State auditors had already identified deep structural problems: no financial reserves, no coherent operating strategy, and leadership deficiencies so severe that decision-making was concentrated in a single individual. Public money had been deployed into this system — millions of dollars — despite those conditions. 

At what point does this move from “monitoring” to negligence? 

Illinois does regulate hospitals through agencies tasked with ensuring financial stability, continuity of care, and responsible use of public funds. That is not an optional standard — it is the baseline expectation when taxpayer dollars are involved. 

But in this case, oversight appears reactive rather than preventive. Funds were issued. Warnings were documented. The hospital still collapsed. Now lawsuits attempt to reconstruct accountability after the damage has already been done. 

This is backward governance. 

The public is left with the consequences: a shuttered hospital, unemployed workers, and a community suddenly facing reduced access to emergency and essential care. Meanwhile, accountability is being sorted out in courtrooms rather than through the regulatory safeguards that were supposed to prevent this outcome in the first place. 

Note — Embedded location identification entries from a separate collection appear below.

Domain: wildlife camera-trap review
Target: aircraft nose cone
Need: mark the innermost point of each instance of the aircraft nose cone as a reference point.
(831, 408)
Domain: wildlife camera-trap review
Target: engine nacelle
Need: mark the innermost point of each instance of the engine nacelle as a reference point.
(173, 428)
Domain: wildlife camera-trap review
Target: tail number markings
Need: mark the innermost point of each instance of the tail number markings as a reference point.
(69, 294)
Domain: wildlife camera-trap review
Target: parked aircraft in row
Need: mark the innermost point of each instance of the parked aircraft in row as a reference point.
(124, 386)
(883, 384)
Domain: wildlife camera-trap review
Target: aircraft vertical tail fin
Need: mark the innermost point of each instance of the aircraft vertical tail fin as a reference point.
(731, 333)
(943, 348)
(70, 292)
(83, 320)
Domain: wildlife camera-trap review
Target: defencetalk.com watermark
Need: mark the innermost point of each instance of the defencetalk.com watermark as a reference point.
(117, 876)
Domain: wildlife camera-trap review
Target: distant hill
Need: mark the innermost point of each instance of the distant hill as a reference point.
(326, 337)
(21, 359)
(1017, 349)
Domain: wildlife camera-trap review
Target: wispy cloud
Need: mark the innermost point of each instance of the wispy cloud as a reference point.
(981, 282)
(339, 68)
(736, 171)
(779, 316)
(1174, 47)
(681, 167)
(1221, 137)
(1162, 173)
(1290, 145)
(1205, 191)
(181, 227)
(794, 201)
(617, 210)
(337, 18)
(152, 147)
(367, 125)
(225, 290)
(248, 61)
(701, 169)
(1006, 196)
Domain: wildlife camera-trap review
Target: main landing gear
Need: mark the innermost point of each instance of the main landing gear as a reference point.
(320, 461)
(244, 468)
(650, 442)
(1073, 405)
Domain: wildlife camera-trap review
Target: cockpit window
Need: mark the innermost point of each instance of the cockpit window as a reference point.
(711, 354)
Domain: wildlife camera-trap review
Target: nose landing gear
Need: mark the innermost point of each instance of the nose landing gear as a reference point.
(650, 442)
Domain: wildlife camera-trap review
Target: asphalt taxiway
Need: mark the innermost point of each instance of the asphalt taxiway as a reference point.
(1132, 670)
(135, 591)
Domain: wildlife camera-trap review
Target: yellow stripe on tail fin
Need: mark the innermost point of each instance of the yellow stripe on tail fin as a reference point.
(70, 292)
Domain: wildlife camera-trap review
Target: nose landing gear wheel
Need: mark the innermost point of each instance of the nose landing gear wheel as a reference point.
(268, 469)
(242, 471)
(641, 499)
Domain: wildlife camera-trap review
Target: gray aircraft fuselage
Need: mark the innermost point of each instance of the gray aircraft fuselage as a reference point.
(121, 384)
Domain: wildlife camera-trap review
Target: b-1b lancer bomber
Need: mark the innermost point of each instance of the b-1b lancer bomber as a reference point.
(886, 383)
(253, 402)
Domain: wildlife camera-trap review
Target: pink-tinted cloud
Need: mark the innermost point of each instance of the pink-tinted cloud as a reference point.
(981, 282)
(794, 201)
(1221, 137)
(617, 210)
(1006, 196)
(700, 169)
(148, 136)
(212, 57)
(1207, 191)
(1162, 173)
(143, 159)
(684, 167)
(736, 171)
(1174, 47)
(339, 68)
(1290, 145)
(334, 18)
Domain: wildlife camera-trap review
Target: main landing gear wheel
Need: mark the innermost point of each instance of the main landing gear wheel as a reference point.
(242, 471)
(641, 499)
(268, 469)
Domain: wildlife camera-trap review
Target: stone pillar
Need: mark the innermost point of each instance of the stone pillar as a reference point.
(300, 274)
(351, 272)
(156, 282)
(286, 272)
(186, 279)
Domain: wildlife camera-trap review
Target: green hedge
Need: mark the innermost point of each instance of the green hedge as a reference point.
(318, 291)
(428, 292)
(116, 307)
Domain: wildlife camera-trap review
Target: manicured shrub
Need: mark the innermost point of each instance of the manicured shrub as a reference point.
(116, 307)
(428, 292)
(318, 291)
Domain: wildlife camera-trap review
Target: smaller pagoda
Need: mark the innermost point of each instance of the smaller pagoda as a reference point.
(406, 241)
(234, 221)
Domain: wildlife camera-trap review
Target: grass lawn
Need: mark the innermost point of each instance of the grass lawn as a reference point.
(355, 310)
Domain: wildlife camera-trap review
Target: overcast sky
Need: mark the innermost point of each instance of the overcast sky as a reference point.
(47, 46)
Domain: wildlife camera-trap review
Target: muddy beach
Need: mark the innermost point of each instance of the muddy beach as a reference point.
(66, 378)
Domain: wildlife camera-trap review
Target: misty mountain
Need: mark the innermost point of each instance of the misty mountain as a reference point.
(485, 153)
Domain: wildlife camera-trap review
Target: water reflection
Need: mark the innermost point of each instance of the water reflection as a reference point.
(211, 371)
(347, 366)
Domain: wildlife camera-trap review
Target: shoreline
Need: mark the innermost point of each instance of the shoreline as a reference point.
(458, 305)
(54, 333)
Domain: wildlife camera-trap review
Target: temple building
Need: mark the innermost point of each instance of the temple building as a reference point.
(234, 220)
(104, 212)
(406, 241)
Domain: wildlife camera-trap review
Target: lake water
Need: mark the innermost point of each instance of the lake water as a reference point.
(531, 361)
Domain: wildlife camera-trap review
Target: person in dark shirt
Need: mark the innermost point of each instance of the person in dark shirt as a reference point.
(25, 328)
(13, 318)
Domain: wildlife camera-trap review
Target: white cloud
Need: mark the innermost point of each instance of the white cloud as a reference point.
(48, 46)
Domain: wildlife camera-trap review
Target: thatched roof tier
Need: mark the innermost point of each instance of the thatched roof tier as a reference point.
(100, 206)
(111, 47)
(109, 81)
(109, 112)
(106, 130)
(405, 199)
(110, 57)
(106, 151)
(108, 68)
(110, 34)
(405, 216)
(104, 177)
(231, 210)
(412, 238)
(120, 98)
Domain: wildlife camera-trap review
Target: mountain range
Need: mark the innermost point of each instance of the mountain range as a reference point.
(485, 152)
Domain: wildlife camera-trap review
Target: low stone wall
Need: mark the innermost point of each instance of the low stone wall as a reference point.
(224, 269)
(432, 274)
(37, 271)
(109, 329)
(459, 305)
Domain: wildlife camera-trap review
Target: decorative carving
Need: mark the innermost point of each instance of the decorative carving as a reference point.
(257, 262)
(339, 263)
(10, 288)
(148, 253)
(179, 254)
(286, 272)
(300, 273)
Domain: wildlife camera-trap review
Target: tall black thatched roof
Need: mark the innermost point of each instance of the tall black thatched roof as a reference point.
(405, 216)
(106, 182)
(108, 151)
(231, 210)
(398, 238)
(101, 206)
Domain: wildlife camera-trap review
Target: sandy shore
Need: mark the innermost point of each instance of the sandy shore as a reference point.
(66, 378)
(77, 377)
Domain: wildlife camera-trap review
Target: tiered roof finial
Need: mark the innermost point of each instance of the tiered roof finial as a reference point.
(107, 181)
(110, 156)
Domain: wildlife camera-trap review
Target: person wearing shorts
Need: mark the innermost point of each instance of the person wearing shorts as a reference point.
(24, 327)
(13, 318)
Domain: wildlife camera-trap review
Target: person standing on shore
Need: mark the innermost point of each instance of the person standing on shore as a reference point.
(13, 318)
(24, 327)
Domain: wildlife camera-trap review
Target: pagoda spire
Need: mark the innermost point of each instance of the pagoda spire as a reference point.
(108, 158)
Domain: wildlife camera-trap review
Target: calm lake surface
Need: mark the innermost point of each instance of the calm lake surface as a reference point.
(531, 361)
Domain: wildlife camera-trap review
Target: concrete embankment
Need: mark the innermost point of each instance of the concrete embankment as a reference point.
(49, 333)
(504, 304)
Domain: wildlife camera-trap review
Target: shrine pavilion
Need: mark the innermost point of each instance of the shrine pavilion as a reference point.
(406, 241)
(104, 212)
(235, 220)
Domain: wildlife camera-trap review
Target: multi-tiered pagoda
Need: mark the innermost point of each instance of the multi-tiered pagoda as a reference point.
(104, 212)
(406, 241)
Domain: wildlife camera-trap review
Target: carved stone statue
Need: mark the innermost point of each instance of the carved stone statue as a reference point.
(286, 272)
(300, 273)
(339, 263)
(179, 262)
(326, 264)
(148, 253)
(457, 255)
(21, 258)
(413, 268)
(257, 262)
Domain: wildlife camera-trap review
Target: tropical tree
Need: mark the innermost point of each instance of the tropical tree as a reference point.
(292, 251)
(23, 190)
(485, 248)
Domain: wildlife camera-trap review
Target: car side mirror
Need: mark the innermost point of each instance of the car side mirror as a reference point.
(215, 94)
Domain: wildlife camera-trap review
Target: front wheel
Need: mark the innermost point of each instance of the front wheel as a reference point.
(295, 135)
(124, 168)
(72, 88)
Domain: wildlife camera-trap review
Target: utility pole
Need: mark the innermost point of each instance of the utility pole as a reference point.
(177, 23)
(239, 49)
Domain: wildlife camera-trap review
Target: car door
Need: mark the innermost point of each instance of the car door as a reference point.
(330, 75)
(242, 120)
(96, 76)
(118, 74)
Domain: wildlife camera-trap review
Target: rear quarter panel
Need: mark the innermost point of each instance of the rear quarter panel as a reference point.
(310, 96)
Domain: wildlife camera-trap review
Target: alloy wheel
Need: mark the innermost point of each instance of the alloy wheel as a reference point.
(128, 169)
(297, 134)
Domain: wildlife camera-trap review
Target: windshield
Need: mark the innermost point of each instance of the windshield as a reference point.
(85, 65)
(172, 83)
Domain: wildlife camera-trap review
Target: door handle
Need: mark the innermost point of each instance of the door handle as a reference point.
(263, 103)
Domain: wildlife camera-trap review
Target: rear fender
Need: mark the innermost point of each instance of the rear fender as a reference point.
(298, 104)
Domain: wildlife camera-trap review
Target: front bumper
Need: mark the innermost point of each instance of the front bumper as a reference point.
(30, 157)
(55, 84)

The state cannot credibly claim surprise. The warning signs were documented. The financial instability was known. The reliance on public funds was explicit. 

What failed was not information. It was intervention. 

If Illinois intends to continue supporting private operators with public dollars — particularly in safety-net health care — then oversight must be more than a paperwork exercise. It must include enforceable financial controls, real-time accountability, and the authority to intervene before collapse becomes inevitable. 

Otherwise, we are not regulating a system. We are subsidizing its failure. And communities like Oak Park are left to pay the price. 

The responsibility for this failure lies at the state level. Residents should expect their Illinois state representative, Camille Lilly, and state senator, Don Harmon, to demand a full accounting of how public funds were used, why documented warnings failed to trigger intervention, and what enforceable safeguards will be implemented to prevent a repeat of this collapse. 

To the extent that actions have been taken, the public deserves to see all information that can lawfully be disclosed, with as much transparency as permitted under the law. Legal constraints and ongoing proceedings may limit disclosure — but they do not eliminate the obligation to inform the public. Oversight cannot begin after a hospital closes. It must exist before failure becomes inevitable. 

Robert Milstein is a former Oak Park village trustee.